Maybe his problem is overthinking. This intense, self-confessed nerd is certainly analytical. He grew up in Wembley and went from Preston Manor, a state school, to Clare College, Cambridge where he read PPS. He jokes on stage that his school “sent more people to ISIS than Oxbridge”. In 2015 a pupil was stopped at Istanbul airport alleged to be heading to IS-held territory. The school had recently brought in rules that Friday prayers must be in English with a teacher present to lessen the risk of radicalisation.

Despite emotional issues, he had a sense of achievement. “I remember walking down a street with my friend and saying, ‘There are people here whose parents spent a quarter of a million quid on their children’s education and we’ve ended up in exactly the same place’.” But throughout his life he has had a sense of dislocation: “I’m a British-Indian and in Britain I’m seen as Indian and in India I’m seen as British. It’s like, where do I fit in?”

Shah is the perfect example of the clown paradox — the person prone to sadness whose job is making others smile. Luckily for him, however, his comedy has been part of the cure. “Being able to make a room full of people experience happiness makes you happy. It’s a cliché but laughter is the best medicine. Laughter is just nice!”

After Dots he intends to take a break from writing new stand-up material.
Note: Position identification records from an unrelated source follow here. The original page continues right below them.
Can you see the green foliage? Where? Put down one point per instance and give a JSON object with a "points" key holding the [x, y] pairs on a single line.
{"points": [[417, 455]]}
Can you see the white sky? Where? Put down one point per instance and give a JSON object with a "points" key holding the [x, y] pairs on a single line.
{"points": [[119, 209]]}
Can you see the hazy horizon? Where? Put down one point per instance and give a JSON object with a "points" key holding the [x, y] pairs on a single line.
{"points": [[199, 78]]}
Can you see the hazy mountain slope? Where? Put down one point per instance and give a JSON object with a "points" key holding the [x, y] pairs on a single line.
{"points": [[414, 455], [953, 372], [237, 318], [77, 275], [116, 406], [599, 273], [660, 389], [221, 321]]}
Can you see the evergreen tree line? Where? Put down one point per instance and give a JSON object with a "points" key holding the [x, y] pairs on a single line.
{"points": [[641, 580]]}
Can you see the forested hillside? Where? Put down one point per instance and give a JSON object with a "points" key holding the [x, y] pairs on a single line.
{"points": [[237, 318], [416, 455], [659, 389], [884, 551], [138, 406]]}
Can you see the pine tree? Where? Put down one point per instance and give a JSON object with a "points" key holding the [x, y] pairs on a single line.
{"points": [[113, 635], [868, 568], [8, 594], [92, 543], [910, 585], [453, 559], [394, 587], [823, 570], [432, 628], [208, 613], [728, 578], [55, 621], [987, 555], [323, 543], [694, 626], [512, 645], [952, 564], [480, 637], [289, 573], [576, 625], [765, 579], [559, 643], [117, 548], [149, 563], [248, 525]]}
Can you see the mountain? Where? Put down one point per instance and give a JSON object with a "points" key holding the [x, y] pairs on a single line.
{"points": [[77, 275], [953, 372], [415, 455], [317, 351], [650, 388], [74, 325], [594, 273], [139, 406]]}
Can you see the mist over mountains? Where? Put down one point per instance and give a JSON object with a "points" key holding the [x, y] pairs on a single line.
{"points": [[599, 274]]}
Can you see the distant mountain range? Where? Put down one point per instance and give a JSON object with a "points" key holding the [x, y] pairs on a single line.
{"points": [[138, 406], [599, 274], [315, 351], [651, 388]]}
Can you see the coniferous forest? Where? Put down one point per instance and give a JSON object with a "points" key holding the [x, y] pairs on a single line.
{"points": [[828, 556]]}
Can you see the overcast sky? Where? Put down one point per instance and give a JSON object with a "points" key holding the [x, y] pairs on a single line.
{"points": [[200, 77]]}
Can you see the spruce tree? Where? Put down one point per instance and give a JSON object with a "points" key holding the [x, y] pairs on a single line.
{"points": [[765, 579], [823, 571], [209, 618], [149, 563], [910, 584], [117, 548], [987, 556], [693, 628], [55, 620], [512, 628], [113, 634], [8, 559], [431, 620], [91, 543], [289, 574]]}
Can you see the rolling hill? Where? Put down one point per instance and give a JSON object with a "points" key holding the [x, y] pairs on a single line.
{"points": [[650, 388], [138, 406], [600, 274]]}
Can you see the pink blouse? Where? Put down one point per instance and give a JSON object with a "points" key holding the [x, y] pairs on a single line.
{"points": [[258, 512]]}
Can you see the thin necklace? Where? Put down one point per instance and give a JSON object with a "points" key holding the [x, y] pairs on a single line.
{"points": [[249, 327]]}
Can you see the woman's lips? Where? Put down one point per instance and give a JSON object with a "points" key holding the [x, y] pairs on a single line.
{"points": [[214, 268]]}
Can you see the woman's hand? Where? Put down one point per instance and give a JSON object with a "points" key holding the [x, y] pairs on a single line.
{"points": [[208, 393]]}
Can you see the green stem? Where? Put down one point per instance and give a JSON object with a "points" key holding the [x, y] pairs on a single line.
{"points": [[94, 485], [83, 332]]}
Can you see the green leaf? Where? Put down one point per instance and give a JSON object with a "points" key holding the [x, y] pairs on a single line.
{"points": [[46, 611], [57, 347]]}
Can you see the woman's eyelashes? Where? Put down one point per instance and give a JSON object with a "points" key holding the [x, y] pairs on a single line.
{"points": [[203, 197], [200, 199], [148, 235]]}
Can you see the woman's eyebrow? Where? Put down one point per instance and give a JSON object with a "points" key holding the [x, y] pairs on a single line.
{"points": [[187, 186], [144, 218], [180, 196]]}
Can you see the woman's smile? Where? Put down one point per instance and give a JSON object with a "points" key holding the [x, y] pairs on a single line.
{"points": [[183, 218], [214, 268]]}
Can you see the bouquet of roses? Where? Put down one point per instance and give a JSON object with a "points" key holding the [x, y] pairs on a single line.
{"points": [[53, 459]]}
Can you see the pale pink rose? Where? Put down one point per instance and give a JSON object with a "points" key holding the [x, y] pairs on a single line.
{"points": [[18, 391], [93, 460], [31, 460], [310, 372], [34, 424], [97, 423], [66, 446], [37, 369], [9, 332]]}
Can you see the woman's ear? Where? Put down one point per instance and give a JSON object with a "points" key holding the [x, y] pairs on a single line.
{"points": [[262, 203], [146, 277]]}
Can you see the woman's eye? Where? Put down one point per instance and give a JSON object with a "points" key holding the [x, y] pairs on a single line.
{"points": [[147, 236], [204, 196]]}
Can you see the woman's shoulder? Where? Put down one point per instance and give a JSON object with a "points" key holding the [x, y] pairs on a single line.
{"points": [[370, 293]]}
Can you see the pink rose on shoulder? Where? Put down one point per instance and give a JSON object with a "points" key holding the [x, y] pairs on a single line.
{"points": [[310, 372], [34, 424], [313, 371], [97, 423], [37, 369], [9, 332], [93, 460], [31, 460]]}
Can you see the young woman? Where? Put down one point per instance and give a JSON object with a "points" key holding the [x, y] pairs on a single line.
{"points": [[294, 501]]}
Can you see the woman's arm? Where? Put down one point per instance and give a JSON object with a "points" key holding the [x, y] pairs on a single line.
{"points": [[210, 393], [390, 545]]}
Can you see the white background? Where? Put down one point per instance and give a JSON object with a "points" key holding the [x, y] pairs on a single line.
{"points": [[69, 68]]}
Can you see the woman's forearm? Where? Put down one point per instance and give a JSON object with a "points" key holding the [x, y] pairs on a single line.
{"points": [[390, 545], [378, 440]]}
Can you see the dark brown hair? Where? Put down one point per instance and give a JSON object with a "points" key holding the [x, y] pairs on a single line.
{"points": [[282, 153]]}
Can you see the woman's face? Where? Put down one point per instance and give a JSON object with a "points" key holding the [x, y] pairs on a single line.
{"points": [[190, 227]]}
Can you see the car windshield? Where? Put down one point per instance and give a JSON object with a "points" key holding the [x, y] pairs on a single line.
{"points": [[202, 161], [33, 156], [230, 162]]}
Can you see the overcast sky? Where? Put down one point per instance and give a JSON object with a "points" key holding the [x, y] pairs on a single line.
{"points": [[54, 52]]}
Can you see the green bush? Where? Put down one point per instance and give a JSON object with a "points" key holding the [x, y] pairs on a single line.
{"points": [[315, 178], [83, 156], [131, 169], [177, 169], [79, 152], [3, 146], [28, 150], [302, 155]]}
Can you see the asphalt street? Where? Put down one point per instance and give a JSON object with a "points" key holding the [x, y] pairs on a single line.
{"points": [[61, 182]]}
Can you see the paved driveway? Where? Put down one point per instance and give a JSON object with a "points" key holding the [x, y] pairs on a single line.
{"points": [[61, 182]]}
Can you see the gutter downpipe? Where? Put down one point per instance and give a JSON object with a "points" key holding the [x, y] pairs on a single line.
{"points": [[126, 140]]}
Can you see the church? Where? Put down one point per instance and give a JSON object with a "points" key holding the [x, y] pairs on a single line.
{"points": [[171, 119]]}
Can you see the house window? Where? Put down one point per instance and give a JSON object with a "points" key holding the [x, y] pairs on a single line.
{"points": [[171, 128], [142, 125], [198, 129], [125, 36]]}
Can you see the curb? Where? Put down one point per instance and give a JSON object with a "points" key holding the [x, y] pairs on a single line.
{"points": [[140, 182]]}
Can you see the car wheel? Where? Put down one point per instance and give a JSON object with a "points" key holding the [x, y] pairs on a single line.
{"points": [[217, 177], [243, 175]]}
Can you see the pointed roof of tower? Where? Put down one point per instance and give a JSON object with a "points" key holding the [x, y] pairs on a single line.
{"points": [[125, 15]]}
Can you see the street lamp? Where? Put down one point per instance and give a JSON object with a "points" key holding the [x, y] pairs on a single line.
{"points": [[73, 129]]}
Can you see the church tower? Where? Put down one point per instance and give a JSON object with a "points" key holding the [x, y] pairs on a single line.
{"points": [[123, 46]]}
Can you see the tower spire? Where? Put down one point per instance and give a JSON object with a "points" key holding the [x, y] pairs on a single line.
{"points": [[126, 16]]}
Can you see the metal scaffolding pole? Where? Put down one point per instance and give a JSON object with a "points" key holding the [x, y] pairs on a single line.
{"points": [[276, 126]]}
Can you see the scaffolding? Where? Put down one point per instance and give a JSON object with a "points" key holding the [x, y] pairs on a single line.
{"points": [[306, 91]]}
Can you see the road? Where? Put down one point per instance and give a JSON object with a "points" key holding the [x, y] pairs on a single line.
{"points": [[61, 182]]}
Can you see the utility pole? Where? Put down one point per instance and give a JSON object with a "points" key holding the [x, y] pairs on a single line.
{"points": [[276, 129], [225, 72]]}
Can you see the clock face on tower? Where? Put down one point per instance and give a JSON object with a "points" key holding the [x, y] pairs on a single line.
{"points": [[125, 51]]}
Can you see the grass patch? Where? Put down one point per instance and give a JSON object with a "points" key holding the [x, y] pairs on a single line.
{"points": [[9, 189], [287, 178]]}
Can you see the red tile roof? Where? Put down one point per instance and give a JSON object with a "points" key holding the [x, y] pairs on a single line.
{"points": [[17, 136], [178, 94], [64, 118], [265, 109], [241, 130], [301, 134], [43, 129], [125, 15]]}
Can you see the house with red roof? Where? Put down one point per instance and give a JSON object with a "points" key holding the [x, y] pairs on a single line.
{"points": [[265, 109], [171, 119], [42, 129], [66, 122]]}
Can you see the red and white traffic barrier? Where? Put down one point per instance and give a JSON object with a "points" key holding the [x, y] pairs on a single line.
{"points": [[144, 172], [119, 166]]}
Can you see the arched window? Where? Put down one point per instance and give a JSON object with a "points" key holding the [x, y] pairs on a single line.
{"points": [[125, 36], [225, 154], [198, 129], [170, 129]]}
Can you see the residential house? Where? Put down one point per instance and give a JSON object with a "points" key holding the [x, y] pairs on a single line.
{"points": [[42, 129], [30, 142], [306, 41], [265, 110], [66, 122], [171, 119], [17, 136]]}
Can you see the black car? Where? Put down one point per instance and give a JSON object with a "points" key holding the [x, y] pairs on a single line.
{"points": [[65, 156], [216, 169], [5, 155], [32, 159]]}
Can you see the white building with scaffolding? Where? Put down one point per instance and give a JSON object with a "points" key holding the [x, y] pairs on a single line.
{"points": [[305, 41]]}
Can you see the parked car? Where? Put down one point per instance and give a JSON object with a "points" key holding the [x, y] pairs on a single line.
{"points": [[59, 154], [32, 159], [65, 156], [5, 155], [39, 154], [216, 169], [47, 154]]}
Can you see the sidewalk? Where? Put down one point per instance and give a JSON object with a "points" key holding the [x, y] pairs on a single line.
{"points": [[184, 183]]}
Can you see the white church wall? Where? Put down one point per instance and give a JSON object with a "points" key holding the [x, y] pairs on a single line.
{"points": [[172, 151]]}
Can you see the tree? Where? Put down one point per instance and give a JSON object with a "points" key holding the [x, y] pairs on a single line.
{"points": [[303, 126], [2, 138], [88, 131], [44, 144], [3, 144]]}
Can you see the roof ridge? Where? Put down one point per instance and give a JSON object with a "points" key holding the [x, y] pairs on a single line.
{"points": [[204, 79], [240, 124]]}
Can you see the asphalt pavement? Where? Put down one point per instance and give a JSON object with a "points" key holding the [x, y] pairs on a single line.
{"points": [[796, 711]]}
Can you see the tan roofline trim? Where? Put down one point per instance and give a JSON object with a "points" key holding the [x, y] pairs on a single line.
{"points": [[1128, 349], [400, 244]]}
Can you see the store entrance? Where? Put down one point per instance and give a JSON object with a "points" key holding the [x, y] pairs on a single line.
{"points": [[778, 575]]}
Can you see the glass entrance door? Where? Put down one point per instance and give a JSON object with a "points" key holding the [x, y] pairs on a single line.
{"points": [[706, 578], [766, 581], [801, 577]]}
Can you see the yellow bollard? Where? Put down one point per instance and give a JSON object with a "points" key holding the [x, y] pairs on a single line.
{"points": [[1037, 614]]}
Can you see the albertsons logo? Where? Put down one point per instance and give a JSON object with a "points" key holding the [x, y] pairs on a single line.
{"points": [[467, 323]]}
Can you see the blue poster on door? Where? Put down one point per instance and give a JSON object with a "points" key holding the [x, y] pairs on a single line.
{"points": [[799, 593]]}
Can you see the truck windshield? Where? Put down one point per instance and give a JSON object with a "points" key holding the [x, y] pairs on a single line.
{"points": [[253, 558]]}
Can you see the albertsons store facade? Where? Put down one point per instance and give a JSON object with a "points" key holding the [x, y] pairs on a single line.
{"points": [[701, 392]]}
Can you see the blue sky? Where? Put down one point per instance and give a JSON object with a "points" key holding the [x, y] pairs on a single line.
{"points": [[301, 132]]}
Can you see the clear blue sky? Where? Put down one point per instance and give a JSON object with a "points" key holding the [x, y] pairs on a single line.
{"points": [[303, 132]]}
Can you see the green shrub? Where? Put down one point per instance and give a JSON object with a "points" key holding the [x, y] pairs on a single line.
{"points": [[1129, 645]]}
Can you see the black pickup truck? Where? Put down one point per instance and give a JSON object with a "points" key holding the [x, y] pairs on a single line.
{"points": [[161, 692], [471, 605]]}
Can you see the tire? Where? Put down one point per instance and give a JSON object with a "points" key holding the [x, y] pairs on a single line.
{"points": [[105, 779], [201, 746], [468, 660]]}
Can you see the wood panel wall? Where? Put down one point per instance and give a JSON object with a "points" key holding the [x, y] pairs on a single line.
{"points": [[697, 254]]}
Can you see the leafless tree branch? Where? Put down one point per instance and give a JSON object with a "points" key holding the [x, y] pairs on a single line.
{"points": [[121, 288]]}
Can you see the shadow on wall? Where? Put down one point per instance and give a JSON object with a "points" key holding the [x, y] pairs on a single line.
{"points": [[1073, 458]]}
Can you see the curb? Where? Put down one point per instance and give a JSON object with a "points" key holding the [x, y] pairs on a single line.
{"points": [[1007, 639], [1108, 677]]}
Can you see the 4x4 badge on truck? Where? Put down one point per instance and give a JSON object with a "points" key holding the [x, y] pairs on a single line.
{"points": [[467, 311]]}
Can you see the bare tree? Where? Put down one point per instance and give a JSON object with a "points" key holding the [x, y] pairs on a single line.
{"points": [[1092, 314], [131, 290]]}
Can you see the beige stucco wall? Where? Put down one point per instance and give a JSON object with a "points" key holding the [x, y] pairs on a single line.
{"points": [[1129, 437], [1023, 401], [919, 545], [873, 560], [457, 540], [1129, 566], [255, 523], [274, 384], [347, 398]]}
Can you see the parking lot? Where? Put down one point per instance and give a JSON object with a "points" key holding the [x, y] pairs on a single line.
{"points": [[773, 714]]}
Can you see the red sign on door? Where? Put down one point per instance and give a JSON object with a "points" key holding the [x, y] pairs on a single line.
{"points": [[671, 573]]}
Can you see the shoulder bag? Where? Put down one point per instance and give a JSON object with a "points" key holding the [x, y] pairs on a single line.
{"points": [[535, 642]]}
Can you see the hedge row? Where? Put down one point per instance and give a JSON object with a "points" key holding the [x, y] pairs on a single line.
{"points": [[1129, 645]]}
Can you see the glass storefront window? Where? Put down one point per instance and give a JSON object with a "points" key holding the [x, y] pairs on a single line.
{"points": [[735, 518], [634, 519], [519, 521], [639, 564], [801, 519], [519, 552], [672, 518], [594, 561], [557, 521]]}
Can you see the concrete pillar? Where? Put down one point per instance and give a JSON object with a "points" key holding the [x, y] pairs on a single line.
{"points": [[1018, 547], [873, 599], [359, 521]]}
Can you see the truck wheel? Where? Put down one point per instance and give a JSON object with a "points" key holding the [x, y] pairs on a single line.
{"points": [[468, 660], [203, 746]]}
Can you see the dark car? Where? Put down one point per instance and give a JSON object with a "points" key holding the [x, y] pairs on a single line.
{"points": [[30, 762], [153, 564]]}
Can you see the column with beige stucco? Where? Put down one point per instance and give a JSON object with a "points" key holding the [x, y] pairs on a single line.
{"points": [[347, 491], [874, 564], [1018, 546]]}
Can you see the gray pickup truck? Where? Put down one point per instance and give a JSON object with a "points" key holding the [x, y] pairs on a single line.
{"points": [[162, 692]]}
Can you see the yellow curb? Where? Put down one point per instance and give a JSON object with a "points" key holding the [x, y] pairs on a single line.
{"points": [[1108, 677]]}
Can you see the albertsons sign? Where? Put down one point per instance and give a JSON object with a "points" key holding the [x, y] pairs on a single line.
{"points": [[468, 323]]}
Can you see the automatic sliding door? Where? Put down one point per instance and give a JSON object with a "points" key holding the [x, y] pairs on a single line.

The title was chosen at random to meet the Fringe brochure deadline. Now it feels as if the dot refers to a full stop. Closure. He is currently concentrating on a television idea. “It’s trying to tell the story of different generations of immigrant experiences. Immigrant communities tend to get seen as sinister monoliths on the news, whereas at home it’s mum and dad. I want to be able to tell the mum and dad story.”

He is not about to quit stand-up though. HBO Max may even make him a star in America. He laughs at the prospect: “Comedy is just a hobby that got vastly out of hand.”